A presidente Dilma Rousseff e o ministro de Minas e Energia, Eduardo Braga, exoneraram João Vaccari Neto da função de conselheiro da Itaipu Binacional. Segundo decreto publicado no Diário Oficial da União, a exoneração ocorre “a pedido” de Vaccari Neto, tesoureiro nacional do PT. O petista tem sido citado em depoimentos da Operação Lava Jato como operador do partido no esquema de desvios da Petrobras.
Em substituição a Vaccari, o governo nomeou Giles Azevedo, que ficará no cargo até 16 de maio de 2016. Azevedo já trabalhou como chefe de gabinete da presidente Dilma Rousseff. Cada conselheiro de Itaipu ganha, por mês, R$ 20.804,13. O Conselho realiza seis reuniões ordinárias por ano, de acordo com calendário aprovado na última reunião do exercício anterior.
A saída de Vaccari já era esperada. Em outubro do ano passado, ele havia comunicado informalmente que deixaria o órgão. Na época, em reunião preliminar do Conselho da Hidrelétrica de Itaipu, afirmou que “estava sendo injustamente acusado” e negou que seria o operador de um esquema de corrupção que envolvia desvio de recursos da Petrobrás e Fundos de Pensão para o Partido dos Trabalhadores, se dizendo “inocente”.
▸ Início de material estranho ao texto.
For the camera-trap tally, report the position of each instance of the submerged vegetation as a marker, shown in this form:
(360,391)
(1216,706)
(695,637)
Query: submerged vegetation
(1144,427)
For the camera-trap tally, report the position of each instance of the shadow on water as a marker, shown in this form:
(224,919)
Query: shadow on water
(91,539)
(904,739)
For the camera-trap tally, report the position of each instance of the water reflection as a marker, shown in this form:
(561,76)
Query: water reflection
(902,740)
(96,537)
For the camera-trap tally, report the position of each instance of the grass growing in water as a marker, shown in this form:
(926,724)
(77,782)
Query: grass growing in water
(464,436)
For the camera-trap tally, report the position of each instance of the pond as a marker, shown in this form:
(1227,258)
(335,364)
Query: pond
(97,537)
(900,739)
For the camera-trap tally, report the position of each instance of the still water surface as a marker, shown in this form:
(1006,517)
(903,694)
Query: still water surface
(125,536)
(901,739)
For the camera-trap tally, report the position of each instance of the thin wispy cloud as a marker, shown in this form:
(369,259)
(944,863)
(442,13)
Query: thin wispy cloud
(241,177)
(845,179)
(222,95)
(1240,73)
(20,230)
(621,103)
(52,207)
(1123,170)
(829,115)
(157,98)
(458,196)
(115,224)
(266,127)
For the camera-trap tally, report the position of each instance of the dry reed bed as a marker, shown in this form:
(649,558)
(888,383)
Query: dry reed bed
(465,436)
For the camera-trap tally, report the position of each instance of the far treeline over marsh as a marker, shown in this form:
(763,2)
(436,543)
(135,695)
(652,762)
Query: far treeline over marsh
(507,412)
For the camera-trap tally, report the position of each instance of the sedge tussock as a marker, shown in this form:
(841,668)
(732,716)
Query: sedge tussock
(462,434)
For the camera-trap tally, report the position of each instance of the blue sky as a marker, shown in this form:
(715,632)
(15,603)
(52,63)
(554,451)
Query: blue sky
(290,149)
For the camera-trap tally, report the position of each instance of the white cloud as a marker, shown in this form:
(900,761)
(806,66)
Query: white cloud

Vaccari chegou ao posto por nomeação da própria presidente, em 2003, quando era ministra de Minas e Energia. Com mandato de quatro anos, desde então o tesoureiro petista vinha sendo reconduzido como conselheiro. A remuneração por participação nas reuniões do conselho de Itaipu é de R$ 20.804,13. O conselho se reúne apenas seis vezes por ano, mas podem acontecer encontros extraordinários.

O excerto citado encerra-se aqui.